Wake up, Number Sixty-Six.
His eyes opened on a white so bright it might have argued with the idea of edges. The lanterns had gone. His breath—if he had breath—ran like an animal in a small pen. He did not panic because his body could not, not here. He simply fell faster. The white tore all at once, like badly applied paint peeling off a wall.
He dropped into pitch.
Weight returned as if someone had put the room back on top of him. Pressure cupped his skin. Heat introduced itself in the old, rude manner. He fell, and fell, and then the falling stopped with an unromantic thud, the kind that disrespects the notion of climaxes.

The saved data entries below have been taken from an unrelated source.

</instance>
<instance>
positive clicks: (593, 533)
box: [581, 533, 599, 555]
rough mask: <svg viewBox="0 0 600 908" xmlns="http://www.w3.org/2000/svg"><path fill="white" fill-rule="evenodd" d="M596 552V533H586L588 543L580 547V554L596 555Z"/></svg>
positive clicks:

He lay on something warm and wrong. It shifted under him with the slow laziness of heat finding new structures to break. When he turned his head, the surface rasped his cheek like a badly washed wool blanket.
It wasn’t a blanket.
It was a body. It was many bodies. It was a slope of flesh cooling toward decision, dead weight laid on dead weight until the pile made a hill. He pushed up onto one elbow—his one elbow—and looked down the incline. Faces looked back up at him.
His.
All ages. A boy whose front teeth were too big for his mouth, the gap already closing from a punch he had earned in a different lifetime. A teenager with a cut along his brow that would—had—healed into a line Seris once touched with a fingertip without meaning to. A man in early middle years with a beard he had never trusted himself with, eyes amused at a joke he wasn’t telling. An old man with a good suit ruined, a ring he didn’t recognize on his hand. A dozen in armour. A dozen in rags. A dozen with throats slit in the same pragmatic angle he favoured. A dozen burned to a gloss, red diamonds blackened to old wine.
He did not speak.
Shock has its own etiquette. He followed it.
His breath, when it finally took him back, arrived in small, budgeting sips. He tried to move and his body consulted a ledger and said: later. The heap sighed, and a face near his knee turned slightly, lips parting in that last, dumb invitation the dead sometimes wear.
He shut his eyes, discovered he couldn’t keep them closed, and opened them again.
The dark wasn’t empty. It had walls. Far off, a shape like a ceiling bowed down as if burdened by the idea of sky. The air tasted of metal and old smoke and something sweet that had rotted to philosophy. Above him—no, not above; directions were poor here—points of faint, colourless light drifted like dust you could insult with a breath.
“Beautiful,” said a voice, light and friendly, as if complimenting a coat you’d put on for a party. “Gruesome, but thorough.”
He knew the voice. He didn’t know how one knows one’s own voice when it comes from outside the mouth, but he knew. It sounded like him on days he had forgiven himself in advance.
Something shifted up the slope. A figure detached from a seam in the dark and came walking down the mound with the deliberate, unhurried footing of someone who did not bother to avoid faces. The shape wore armour—a black that made other blacks feel na?ve—edged in dark silver, red facets gleaming dully at chest, knees, and gauntlets, gold calligraphy threading both arms in the same pattern Draco’s Shroud hummed with when it pretended to be kin to him. No helmet. The face was his, unscarred, lit from nowhere, the eyes full of jokes he hadn’t told yet.
It stopped a pace away, tilted its head, and smiled with the kind of affection that makes dogs suspicious.
“So,” the familiar voice said, and even up close he could not decide if it came from the mouth or the air. “Number Sixty-Six. Do you now have the conviction needed to kill the stars?”
He did not answer.
He could not.
His throat worked once and produced nothing, the way a well sometimes offers up a bubble before it remembers water. His eyes moved, reptile-slow, over the slope of hims. He let the dead fill him without a lesson. He let the question hang because some questions are truer when they’re not answered.
The other Nhilly—the one in the armour that fit too well—looked past him at the mountain, then back, and nodded, as if the silence had said exactly the thing he was hoping to hear.